Opt-Out Rates and Lessons Learned
One of the state’s big concerns has been the high opt-out rate in Cal MediConnect, particularly in Los Angeles County. According to Cutler, beneficiaries in long-term care facilities were particularly problematic, and she said one lesson learned for the state in Los Angeles County was the importance of moving slowly and clearly with that particular population.
“The high opt-out rates in nursing facilities in other counties, that is a huge factor,” Cutler said. “They saw that and thought they could respond to it.”
Schrader said that’s the main goal of the extended outreach, to provide more information to a population that historically has opted out of Cal MediConnect coverage.
“We’re responding to that go-slow request, to reach out to people and explain it to people,” Schrader said. CalOptima plans to have family events at the skilled nursing facilities, to make sure not only beneficiaries but also their families understand the ins and outs of the new plan of care.
“This gives us an opportunity to go in-person to those facilities and meet in-person with the families,” Schrader said, “and then they can decide if it’s right for them.”
Cutler said one of the biggest lessons learned from other counties has been that greater communication and outreach is needed to get this vulnerable population to trust the transition to Cal MediConnect.
That’s actually a statement about the efficacy of passive enrollment itself, she said.
“They found these individuals require a lot of information, that when they have too little information, they choose to stay with what they have, and now the state recognizes you need to have intense conversations with these people,” Cutler said.
“Passive enrollment as a process really is the biggest lesson learned,” Cutler said. “It just doesn’t work well for consumers. For this population in particular … the level of communication needed to inform beneficiaries is really high.”
Cutler said the state was hoping to quietly and passively enroll most of the duals into Cal MediConnect and has now launched some of the intense-outreach measures advocates have long pushed to adopt.
“It feels like a flip of the switch now, doesn’t it?” Cutler said. “Now they’re … trying to take that intense marketing and high-consumer engagement approach.”
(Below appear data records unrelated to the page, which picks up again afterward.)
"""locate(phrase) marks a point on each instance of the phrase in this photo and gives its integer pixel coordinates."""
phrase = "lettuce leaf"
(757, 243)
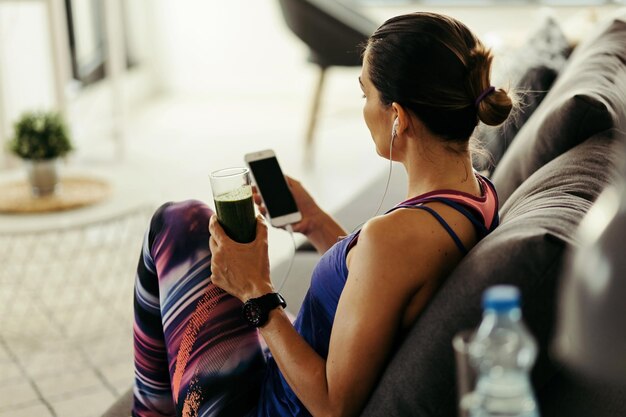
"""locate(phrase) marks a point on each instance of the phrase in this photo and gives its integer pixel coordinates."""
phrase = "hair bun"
(495, 107)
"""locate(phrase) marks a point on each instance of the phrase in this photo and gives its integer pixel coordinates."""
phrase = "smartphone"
(271, 183)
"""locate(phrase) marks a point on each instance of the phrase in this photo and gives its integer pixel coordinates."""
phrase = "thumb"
(261, 227)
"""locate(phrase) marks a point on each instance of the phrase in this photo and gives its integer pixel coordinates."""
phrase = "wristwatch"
(256, 310)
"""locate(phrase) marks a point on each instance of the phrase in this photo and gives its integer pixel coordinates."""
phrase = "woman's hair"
(434, 66)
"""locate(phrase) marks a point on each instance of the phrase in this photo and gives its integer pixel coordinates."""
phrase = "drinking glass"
(232, 194)
(465, 373)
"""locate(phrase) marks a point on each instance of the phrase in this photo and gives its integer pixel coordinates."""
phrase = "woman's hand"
(240, 269)
(311, 212)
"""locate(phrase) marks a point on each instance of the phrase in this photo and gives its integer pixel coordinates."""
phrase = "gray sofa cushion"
(585, 99)
(525, 250)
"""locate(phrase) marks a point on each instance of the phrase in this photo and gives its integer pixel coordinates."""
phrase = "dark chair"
(333, 31)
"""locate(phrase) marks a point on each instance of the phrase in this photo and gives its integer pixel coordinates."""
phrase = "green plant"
(40, 135)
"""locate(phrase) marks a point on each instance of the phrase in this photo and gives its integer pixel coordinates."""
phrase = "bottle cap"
(501, 298)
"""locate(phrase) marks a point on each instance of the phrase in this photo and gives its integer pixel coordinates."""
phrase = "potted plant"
(40, 139)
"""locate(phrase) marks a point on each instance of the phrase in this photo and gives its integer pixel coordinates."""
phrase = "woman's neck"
(433, 165)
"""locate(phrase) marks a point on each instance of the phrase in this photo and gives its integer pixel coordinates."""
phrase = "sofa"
(549, 167)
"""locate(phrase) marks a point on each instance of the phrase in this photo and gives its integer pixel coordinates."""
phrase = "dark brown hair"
(436, 67)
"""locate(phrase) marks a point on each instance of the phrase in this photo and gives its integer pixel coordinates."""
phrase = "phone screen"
(273, 187)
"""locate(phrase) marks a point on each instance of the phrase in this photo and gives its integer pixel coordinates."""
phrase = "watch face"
(252, 313)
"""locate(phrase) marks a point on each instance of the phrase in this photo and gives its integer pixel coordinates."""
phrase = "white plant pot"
(43, 176)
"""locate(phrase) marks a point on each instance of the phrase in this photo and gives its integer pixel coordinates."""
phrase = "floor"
(65, 327)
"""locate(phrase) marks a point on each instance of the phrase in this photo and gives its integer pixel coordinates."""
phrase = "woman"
(425, 80)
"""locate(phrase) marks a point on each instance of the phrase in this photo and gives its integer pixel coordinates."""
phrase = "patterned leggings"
(194, 355)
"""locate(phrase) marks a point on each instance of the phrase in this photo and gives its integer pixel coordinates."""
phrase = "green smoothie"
(235, 211)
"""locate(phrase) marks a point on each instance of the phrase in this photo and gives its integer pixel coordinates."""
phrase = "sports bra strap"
(478, 225)
(445, 225)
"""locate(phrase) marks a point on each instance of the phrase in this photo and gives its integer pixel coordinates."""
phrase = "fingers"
(261, 228)
(215, 229)
(258, 200)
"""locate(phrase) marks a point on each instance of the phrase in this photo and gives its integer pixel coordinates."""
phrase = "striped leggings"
(194, 354)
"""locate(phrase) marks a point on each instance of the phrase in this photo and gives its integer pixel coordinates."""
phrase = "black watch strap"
(256, 310)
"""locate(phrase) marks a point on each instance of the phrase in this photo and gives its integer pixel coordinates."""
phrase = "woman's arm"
(391, 262)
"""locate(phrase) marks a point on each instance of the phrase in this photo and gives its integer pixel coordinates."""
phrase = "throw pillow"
(586, 99)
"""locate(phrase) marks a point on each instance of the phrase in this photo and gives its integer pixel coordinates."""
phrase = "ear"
(402, 116)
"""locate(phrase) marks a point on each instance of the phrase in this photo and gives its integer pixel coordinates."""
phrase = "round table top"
(88, 194)
(72, 192)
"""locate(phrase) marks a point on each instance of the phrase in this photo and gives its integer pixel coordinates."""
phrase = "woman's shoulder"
(404, 229)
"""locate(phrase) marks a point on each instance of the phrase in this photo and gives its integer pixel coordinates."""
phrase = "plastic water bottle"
(503, 352)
Weintraub said the Orange County implementation may benefit from any missteps made in other counties. That includes Los Angeles County, but he said making direct comparisons between L.A. and Orange counties is difficult.
“Los Angeles County, for example, has roughly five times more dual-eligible beneficiaries eligible for Cal MediConnect than Orange County,” Weintraub said. “Orange County … [has] a sole Medi-Cal managed care plan — CalOptima — while the LA County system has five Cal MediConnect plans.”
The biggest difference, though, is that most of the eligible duals in Los Angeles County were in a fee-for-service model.
“But in Orange County the CalOptima system offers a long-term care benefit and already covers care for many of these dual-eligible beneficiaries,” Weintraub said. “Through these established relationships, CalOptima has an understanding of the communication and transition needs of this population.”
Schrader said, for such a frail population, any changes in care can be scary.
“We’ve found the biggest barrier to enrollment is people saying, ‘Well, what I have works. It’s not great, but I know it works,'” Schrader said. “But this is a better way to take care of prospective members, a more patient-centered way of doing things.”